The Pohnpei court system has to be extra cautious applying the foreignly developed concepts of criminal justice into its own, so that in adopting or applying such concepts it does so without doing injustice to Pohnpeian culture and traditional values.  Pohnpei v. Weilbacher, 5 FSM Intrm. 431, 449 (Pon. S. Ct. Tr. 1992).
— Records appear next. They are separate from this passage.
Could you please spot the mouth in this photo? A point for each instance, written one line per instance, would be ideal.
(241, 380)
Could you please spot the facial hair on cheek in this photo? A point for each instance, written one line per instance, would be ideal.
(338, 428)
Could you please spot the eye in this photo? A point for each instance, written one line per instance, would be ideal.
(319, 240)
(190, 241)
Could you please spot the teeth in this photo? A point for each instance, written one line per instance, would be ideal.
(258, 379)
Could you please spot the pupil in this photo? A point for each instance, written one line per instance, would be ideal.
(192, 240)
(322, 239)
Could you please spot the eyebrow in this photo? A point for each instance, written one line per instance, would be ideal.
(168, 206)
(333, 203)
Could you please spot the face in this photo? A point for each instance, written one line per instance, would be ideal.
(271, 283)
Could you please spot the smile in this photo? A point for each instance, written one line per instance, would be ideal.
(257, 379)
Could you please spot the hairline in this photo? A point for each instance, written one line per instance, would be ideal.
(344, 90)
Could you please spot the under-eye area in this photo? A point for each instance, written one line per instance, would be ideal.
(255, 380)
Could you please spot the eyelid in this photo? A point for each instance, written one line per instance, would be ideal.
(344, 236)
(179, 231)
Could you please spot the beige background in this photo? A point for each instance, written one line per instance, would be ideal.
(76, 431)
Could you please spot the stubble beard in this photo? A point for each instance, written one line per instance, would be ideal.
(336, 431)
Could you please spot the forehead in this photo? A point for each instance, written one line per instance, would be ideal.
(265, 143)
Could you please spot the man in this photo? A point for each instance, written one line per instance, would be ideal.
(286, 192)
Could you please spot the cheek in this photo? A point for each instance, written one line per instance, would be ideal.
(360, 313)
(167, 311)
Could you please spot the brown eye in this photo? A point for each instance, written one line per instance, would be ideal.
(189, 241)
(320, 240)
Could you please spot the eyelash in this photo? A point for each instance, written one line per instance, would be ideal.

The Pohnpeian customary practice of quickly resolving conflict resulting from the commission of an act is closely related to, if not the counterpart of the Western concept of a speedy trial.Pohnpei v. Weilbacher, 5 FSM Intrm. 431, 450 (Pon. S. Ct. Tr. 1992).

      Section 2.  Protection of Customs and Traditions.
     The Government of Pohnpei shall respect and protect the customs and traditions of Pohnpei.  Statutes may be enacted to uphold customs or traditions.  If such a statute is challenged as violating the rights guaranteed by this Constitution, it shall be upheld upon proof of the existence and regular practice of the custom or tradition and the reasonableness of the means established for its protection, as determined by the Pohnpei Supreme Court.

     Section 3.  Family Obligations.
     (1)   To strengthen and retain good family relations in Pohnpei, as needed, this Constitution recognizes and protects the responsibility and authority of parents over their children.

     (2)   This Constitution also acknowledges the duties and rights of children in regard to respect and good family relations as needed.